So nah und doch so fern?
Was ist typisch Deutsch, was ist typisch Niederländisch? Der Blick über die Grenze lohnt sich!
Von T. Schepers, 17.10.2016
Bereits zum 13.Mal veranstalteten das Hondsrug-College Emmen und das Gymnasium Marianum in der letzten Septemberwoche ihre Austauschwoche für 9.Klässler. Wie in jedem Jahr lebten die Schüler und Lehrer von Montag bis Mittwoch in den niederländischen und von Mittwoch bis Freitag in den deutschen Familien. So konnten sie den Alltag und die Gewohnheiten im Nachbarland erleben.
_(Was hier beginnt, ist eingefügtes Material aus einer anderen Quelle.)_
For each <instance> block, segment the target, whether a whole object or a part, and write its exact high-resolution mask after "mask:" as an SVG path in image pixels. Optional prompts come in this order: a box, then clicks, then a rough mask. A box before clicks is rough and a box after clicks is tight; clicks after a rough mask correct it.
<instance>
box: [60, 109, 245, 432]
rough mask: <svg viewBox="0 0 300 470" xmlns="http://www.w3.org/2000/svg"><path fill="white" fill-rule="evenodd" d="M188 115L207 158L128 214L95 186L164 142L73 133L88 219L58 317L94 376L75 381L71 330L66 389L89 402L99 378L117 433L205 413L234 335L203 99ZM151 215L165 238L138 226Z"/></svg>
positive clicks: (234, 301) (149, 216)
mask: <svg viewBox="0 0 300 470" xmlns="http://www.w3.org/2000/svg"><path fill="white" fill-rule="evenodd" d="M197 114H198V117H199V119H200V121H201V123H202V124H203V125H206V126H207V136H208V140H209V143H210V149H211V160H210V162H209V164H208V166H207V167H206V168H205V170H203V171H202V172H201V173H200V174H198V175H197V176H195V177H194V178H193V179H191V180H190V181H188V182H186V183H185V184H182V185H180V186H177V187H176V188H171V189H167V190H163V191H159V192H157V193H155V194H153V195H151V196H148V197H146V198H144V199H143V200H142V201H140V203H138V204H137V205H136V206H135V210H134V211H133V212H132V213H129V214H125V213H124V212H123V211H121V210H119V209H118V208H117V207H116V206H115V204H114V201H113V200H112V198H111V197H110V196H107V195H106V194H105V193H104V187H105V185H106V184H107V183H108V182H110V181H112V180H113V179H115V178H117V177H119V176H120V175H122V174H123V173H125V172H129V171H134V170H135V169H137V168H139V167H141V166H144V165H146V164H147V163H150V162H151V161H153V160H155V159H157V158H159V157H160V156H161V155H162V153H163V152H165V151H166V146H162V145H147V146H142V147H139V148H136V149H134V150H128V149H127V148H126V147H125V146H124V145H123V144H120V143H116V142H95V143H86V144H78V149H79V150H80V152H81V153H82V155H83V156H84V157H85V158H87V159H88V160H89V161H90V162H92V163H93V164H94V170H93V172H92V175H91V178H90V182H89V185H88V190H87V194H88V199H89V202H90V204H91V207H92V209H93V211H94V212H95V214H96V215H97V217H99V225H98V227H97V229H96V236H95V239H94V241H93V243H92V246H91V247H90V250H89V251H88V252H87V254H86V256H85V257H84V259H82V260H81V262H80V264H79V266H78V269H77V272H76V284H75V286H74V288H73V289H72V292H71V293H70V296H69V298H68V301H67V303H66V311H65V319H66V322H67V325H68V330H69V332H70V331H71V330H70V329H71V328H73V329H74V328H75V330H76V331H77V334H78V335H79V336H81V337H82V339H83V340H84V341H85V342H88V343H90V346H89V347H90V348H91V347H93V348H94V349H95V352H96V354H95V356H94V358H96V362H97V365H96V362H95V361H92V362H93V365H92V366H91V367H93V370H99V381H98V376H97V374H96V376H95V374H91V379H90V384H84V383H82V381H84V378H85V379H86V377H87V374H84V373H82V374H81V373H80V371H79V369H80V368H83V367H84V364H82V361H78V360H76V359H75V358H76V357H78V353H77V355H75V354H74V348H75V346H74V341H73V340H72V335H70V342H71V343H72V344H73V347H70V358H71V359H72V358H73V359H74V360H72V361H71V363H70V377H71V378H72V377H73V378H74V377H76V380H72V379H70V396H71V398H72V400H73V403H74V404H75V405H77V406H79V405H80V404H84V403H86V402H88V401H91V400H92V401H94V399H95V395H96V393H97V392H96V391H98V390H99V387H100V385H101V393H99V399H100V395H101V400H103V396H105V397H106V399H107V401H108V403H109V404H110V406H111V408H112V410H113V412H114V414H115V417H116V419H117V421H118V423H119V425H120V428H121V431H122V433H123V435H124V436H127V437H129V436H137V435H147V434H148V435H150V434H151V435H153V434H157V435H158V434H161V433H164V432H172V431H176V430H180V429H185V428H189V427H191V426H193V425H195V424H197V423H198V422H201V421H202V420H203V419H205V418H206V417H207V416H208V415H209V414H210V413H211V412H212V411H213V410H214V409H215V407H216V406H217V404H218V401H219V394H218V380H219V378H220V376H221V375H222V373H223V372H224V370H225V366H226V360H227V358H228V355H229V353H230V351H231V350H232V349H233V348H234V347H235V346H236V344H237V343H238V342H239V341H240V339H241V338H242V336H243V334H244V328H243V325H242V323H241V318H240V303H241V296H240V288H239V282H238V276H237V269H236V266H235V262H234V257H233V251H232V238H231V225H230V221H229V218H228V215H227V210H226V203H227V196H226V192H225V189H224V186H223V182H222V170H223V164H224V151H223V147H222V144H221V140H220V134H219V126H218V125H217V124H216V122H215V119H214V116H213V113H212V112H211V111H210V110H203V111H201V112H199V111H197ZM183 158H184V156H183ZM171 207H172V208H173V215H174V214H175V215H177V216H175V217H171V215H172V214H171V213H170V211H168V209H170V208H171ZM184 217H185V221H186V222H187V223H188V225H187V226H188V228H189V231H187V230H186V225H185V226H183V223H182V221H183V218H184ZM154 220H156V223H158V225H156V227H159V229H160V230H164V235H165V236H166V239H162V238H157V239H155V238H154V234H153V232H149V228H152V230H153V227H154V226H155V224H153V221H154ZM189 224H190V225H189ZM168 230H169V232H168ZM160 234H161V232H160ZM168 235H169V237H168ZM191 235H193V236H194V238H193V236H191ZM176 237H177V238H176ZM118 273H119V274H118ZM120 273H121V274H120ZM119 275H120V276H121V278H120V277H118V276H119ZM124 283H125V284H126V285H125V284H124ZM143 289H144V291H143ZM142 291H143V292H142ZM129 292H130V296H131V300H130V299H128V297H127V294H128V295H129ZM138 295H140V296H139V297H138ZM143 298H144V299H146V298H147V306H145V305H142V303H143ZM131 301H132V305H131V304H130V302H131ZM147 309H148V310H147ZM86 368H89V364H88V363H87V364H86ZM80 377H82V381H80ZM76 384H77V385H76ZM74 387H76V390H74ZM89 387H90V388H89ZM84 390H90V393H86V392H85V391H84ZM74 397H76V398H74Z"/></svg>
Nur ca. 20 km bzw. 20 min mit dem Linienbus ist der Abstand beider Schulen. Doch trotzdem sind sie so verschieden: Auf der einen niederländischen Seite arbeiten alle Schüler seit 5 Jahren mit eigenen Tablets im Unterricht, auf der anderen Seite der Grenze gibt es kaum eine Schule, die Tablets einsetzt. Am Gymnasium Marianum wird indes auch durch die Anregungen und Erfahrungen der niederländischen Partnerschule der Einsatz diskutiert. Auf der einen Seite erhalten die Schüler keine mündlichen Noten, auf der anderen Seite macht diese z.T. zwei Drittel der Gesamtnote aus. Man sieht, ein Blick über den Tellerrand lohnt sich und bereichert die eigene Betrachtungsweise.
Auch im privaten Leben zeigen sich Unterschiede: Während z.B. auf niederländischer Seite mittags ein Lunch – meist als kalte Mahlzeit – serviert wird und das Abendessen warm ist, ist man auf deutscher Seite eher gewohnt, mittags warm zu essen, wobei abends das kalte Abendbrot auf den Tisch kommt. Insbesondere das Erleben des Alltags in der Partnerfamilie schafft die Basis dafür, mögliche eigene Selbstverständlichkeiten kritisch zu hinterfragen und den Blick für Anderes zu öffnen.
Begonnen hatte die Woche wie schon seit Jahren am Montag mit dem Kunstprojekt „Holzpuzzle“ in Emmen. Im Vorfeld hatten die Schüler vom Marianum ein Puzzleteil zum Thema typisch deutsch und die Schüler aus Emmen ein entsprechendes Puzzleteil mit typisch niederländischem Inhalt vorbereitet. In Emmen bestand die Aufgabe darin, aus zwei zueinander gehörenden Puzzleteilen ohne Entfremdung des Einzelnen ein gemeinsames Kunstwerk entstehen zu lassen. So wurde das Zusammenwachsen beider Nationen sinnbildlich vollzogen, wobei die Jugendlichen schnell gezwungen waren, miteinander zu kommunizieren: Zunächst meist auf Englisch, später kamen immer mehr deutsche, aber auch niederländische Sätze dazu. Die Kunstwerke sind jetzt im Foyer des Gymnasium Marianum ausgestellt.
Das weitere Programm bestand zum größten Teil aus gemeinsames Unterricht, einer Fahrradtour in die Umgebung Emmens mit der Besichtigung von Hünengräbern. In Deutschland bedeutete eine Kanufahrt von Klein-Hesepe nach Meppen der Höhepunkt der Woche. Dabei hatten die Schüler sehr viel Spaß, so dass es am Freitagmittag viele Tränen zum Abschied gab.
In der Woche spürten die Teilnehmer, wie gewisse anfängliche Bedenken schnell gegenstandslos werden. Die Jugendlichen haben sich schnell selbstverständlich als gegenseitige Partner verstanden und die Unterschiede der Umgangsformen als Bereicherung erlebt. Überhaupt konnte man beobachten, dass gegenseitige Vorbehalte gegenüber dem Nachbarland und seinen Menschen sich seit dem Beginn der Zusammenarbeit zwischen dem Marianum und dem Hondsrug-College vor 13 Jahren zusehends verflüchtigen. Denn der Blick über die Grenze lohnt sich – auch für Lehrer und Eltern!
Die Woche wurde im Rahmen des INTERREG V A-Programms Deutschland-Nederland mit Mitteln des Europäischen Fonds für Regionale Entwicklung (EFRE) und von den Provinzen Drenthe, Friesland und Groningen sowie das Land Niedersachsen kofinanziert.